Monday, July 2, 2007

The second annual Red, White and Bluegrass concert will take the stage at 4 p.m. Wednesday, July 4, at Foster Park on Central Avenue South in Le Mars. Everyone is encouraged to bring lawn chairs and blankets and enjoy gospel bluegrass music and join in a salute to veterans.

Dean Osborne of the Dean Osborne Band will join together with Robin and Dedria Morgan and guitarist Ronnie Merrill, now of High Vision, in a reunion of Eastbound.

"The four of us coming bring a very long history together," said Osborne from his home in Kentucky. "The group (Eastbound) traveled for more than 10 years without a member change."

"We do trio and quartet vocals that we worked out over the years. These are songs that have a lot of meaning to us," Osborne noted. "We have a good time."

Always in the back of their mind is their ministry to be able to spread the Gospel through song.

"It's just a unique honor and it's something that we do every time we have the opportunity to get together for a reunion," Osborne said.

The LOGOS youth ministry of Presbyterian United Church of Christ in Le Mars will man a concession stand with pizza and cold drinks during the bluegrass concert.

This year's group for the Red, White and Bluegrass concert is once again put together by a group of community people, along with the connections of the Rev. Drew and Kim Tomberlin of Le Mars.

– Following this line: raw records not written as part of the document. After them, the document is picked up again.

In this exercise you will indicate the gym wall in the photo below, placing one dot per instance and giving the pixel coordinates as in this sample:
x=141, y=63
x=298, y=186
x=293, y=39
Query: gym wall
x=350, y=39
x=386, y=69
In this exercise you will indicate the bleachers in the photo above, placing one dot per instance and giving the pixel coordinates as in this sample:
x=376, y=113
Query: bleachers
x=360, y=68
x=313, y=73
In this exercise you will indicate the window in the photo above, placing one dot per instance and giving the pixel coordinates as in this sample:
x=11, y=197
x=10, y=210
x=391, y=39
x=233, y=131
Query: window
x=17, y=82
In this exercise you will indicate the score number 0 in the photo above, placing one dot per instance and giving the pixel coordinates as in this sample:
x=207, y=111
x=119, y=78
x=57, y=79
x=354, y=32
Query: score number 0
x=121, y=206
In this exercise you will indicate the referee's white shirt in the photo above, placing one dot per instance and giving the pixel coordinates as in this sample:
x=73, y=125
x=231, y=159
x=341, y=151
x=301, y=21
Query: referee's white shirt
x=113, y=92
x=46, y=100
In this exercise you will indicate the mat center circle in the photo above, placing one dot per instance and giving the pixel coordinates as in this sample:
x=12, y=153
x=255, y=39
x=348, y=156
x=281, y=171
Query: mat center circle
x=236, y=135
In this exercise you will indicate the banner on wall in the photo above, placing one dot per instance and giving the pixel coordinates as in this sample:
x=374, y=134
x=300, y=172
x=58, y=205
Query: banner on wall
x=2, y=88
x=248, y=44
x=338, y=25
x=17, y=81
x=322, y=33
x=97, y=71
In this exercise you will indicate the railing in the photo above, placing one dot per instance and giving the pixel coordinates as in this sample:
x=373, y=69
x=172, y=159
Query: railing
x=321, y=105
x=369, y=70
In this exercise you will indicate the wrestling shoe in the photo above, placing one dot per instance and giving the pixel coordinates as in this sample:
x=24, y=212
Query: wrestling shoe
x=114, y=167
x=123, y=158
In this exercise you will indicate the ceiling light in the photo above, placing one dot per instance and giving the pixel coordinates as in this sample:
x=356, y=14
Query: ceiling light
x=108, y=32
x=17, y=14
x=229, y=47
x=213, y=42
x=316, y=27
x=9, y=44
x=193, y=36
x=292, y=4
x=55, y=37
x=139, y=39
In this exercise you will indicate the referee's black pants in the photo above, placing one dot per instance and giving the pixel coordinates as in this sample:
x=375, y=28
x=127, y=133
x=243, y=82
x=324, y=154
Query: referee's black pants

The Tomberlins got acquainted with Osborne and his group in Kentucky.

"We've been friends with them through our performing and working with Renfro Valley in Kentucky," explained Osborne. Renfro Valley is a large entertainment complex in that area. "They were supportive of our work with the Red Barn Show, and became good friends."

When the Tomberlins moved to Ohio, they took with them the concept of a 4th of July celebration involving Osborne and his music. Together they put together the Red, White and Bluegrass concert concept.

Osborne stresses part of the concert will have a salute to veterans.

"We can't ever do enough here in the U.S. for the veterans. We need to recognize them and how much fun can you have than to wrap it into a fun celebration of our freedom and our ability, because of these men and women, to worship how we choose, in whatever form," Osborne said.

Osborne will be saluting his own brother, a 2004 West Point graduate set to be deployed for a second tour to Iraq, and a brother-in-law making the U.S. military his career.

"We've really taken a lot of care in our concert to recognize veterans and their sacrifices," he said.

Following a week of concerts, Osborne heads back to Hyden, Ky., to prepare for the opening of the Kentucky School of Bluegrass Traditional Music, where he serves as director of the new school.

"Our first class walks in the door Aug. 20," he said. "It's exciting stuff. We're going to be the only two-year degree school in bluegrass music." The school is organized through the Kentucky Technical College system.

"It's a really ambitious studio artist program, and part of a vision some people had to capitalize on the things that eastern Kentucky has to offer," he said.

Osborne is excited to come to Iowa for a visit with his friends the Tomberlins, and to share his bluegrass gospel music with Iowans. "We're really looking forward to it," he said. "I can't think of any place I'd rather be on the 4th than playing with four of my friends in the heartland."